Fig 4.. Neutrophil infiltration is associated with loss of filaggrin and loricrin expression.

Mice were injected ID with PBS or LTA. Skin samples at the site of injection were harvested 48 hours later. Neutrophil infiltration is observed with LTA treatment (H&E). Loss of filaggrin and loricrin staining (red stain at top of epidermis) is associated with neutrophil infiltration. Bar = 200 μM. Dashed line represents epidermal-dermal junction.

Fig 5.. IL-1 cytokines are induced by intradermal LTA.

Mice were injected ID with PBS or LTA. Skin samples at site of injection were harvested 48 hours later. (a) mRNA was analyzed by rt-PCR for expression of cytokine genes. Data are mean, n = 6. **P<0.01. (b) Staining of skin showing epidermal thickening and increased IL-1b expression in the epidermis upon LTA treatment. Bar = 40 μM. Dashed line represents epidermal-dermal junction.

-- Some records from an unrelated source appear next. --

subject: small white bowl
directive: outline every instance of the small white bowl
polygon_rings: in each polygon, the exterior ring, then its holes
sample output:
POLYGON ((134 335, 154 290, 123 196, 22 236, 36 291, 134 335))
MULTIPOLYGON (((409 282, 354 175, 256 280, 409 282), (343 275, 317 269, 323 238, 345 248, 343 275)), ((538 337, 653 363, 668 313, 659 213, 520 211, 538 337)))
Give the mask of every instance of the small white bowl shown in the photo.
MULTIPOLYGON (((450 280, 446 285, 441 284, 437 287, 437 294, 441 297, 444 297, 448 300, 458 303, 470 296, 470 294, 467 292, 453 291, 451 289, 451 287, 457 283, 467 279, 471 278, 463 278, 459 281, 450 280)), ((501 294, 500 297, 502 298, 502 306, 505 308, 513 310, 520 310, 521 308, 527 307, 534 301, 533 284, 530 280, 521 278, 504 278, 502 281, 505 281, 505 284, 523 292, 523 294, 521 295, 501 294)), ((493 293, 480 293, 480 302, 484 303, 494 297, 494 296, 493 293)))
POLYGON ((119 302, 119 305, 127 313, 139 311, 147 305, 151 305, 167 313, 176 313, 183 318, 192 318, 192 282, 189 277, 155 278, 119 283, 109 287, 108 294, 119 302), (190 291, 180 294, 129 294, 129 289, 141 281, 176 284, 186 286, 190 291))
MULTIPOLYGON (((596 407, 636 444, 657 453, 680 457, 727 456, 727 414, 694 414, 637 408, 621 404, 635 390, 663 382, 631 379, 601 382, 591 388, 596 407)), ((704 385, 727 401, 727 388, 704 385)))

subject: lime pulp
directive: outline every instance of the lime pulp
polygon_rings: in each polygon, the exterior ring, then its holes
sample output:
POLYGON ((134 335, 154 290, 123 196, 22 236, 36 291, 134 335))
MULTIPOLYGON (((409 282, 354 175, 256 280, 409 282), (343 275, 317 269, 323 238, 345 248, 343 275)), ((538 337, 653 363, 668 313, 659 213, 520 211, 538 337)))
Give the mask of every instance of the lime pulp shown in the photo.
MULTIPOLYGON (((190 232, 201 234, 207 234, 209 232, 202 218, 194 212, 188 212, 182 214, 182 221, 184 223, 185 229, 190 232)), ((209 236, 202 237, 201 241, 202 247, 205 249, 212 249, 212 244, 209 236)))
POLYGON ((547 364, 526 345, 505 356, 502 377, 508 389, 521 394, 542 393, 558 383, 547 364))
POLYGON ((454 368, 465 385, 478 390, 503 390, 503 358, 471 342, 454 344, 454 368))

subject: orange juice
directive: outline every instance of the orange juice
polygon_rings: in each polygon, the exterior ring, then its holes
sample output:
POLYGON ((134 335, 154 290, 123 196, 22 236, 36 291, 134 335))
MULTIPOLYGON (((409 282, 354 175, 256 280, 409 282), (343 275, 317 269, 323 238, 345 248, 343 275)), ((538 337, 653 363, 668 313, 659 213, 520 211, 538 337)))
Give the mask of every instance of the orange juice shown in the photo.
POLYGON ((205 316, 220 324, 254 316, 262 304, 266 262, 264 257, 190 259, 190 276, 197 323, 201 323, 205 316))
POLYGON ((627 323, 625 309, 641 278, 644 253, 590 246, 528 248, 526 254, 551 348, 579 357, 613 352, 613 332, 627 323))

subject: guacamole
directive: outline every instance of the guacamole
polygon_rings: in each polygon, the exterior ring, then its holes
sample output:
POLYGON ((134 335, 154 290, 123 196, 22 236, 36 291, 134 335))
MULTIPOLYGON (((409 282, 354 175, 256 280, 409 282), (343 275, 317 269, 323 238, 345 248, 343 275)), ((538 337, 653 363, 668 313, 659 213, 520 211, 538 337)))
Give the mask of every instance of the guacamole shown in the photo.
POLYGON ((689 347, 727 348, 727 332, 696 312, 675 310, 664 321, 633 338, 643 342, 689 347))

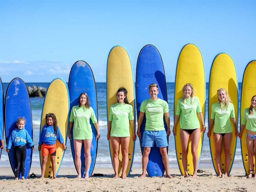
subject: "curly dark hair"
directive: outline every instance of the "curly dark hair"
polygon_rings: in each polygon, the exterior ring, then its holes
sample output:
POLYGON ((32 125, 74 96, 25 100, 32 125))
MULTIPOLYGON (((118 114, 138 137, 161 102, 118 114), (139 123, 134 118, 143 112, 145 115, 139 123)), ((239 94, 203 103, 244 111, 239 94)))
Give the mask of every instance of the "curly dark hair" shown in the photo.
POLYGON ((54 128, 54 132, 55 133, 55 134, 57 135, 57 132, 58 131, 58 125, 57 124, 58 121, 57 121, 57 119, 56 118, 56 116, 54 113, 49 113, 48 114, 46 114, 45 115, 45 121, 46 124, 49 125, 47 123, 47 118, 48 117, 51 117, 52 119, 52 121, 53 121, 53 127, 54 128))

Fig 6.. The IL-1R1 antagonist blocks LTA induced neutrophil recruitment and increases Flg and Lor expression.

Mice were injected ID with PBS, the IL-1 receptor 1 antagonist (IL-1Ra), LTA, or LTA combined with IL-1Ra. Skin samples at site of injection were harvested 48 hours later. (a) Quantitation by RT-PCR for the neutrophil marker Ly6G, shows that IL-1Ra causes an 80% reduction in neutrophils following LTA treatment. (b and c) RT-PCR analysis shows that LTA induced expression of neutrophil attracting chemokines is reduced by IL-1Ra. The LTA induced reduction of Flg (d) and Lor (e) expression is ameliorated by IL-1Ra. (f) The LTA induced increase in epidermal thickness is unchanged by IL-1Ra. Data are mean ± SEM, n = 6. *P<0.05; **P<0.01.